Os dois últimos contos, Zona de Abate: Matadouro 7 e HSBF6-X, estão nitidamente interligados e tratam de uma combinação pavorosa de horror sobrenatural com corrupção e ganância empresarial que passa por cima de qualquer lei ou preocupação com a preservação ambiental ou a vida humana. O primeiro se alonga na descrição dos "horrores" de um matadouro, como se tentasse motivar o leitor a tornar-se vegetariano, e acompanha um detetive particular (ex-policial) que está investigando o desaparecimento de um homem que foi visto pela última vez nesse local. O conto termina de repente – mais que isso, dá a impressão de estar inacabado, mas na verdade já lemos seu final, lá no início do livro, na descrição do conteúdo de uma das fitas recebidas pela FireStar. O outro leva o nome de um produto corrosivo que é usado para sumir com os restos das carcaças dos animais abatidos, e deixa no ar a dúvida sobre quem estará por trás dos acontecimentos macabros que têm lugar no matadouro: um empresário inescrupuloso? Um demônio? Ambos?

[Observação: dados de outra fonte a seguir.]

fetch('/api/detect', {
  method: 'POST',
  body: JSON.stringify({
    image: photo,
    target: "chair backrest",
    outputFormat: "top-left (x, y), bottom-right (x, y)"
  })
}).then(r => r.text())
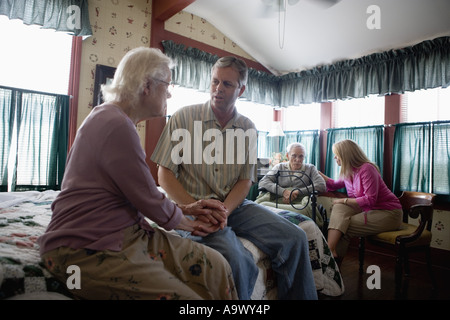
top-left (399, 191), bottom-right (436, 231)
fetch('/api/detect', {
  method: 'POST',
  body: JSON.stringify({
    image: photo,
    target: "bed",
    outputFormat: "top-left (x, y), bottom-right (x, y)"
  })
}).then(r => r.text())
top-left (0, 190), bottom-right (344, 300)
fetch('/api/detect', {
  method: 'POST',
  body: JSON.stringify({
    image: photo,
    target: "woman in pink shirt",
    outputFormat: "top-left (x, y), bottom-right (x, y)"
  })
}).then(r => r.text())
top-left (321, 140), bottom-right (402, 259)
top-left (38, 48), bottom-right (238, 300)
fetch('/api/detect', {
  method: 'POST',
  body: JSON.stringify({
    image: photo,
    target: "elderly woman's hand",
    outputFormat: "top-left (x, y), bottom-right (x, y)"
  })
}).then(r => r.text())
top-left (178, 199), bottom-right (228, 229)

Com os altos e baixos que são normais em livros de contos, VHS é uma adição de peso à lista das obras de terror de autores brasileiros disponíveis nas nossas livrarias, e não se pode negar que a apresentação visual diferenciada conta pontos quando se trata de atrair o interesse de leitores em potencial; o autor e a DarkSide Books (selo que, por sinal, é sempre garantia de edições caprichadas) estão de parabéns. Há algumas falhas, a bem dizer inevitáveis num projeto tão intrincado e cheio de detalhes, que poderão ser facilmente consertadas nas próximas edições. Lembro agora, por exemplo, que, no conto FireStar Videolocadora, uma personagem cujo nome era Alessandra é de repente chamada de Cris. Sei exatamente o que aconteceu: com o texto já pronto (provavelmente já revisado, inclusive) o autor, de última hora, decidiu trocar o nome da personagem, e o fez utilizando o recurso "localizar e substituir" no Word – só que, numa de suas ocorrências, o nome tinha sido digitado diferente das outras, e por isso escapou da busca. A mesma coisa acontece em Branco Como Algodão, na qual o  menino assassinado se chama Jonas Cravinho na primeira vez em que é mencionado, e depois passa a ser Jonas Duna. No mesmo conto, a escola onde o fato ocorre chama-se Aureliano Gomes, já numa página de classificados que aparece depois, é Aureliano Chaves.

Como de costume ao escrever sobre livros de contos, não estou mencionando todas as histórias, apenas aquelas de que mais gostei, as que apresentam alguma curiosidade, ou as de particular relevância para a compreensão do universo do autor. Segundo comentários que rolam na internet, VHS não é a primeira incursão de Cesar Bravo nesse universo: um livro anterior, Ultra Carnem, também publicado pela DarkSide, já explorava os segredos sombrios de Três Rios e região. E tenho a sensação de que ainda ouviremos falar muito sobre esses lugares e sobre o que acontece neles.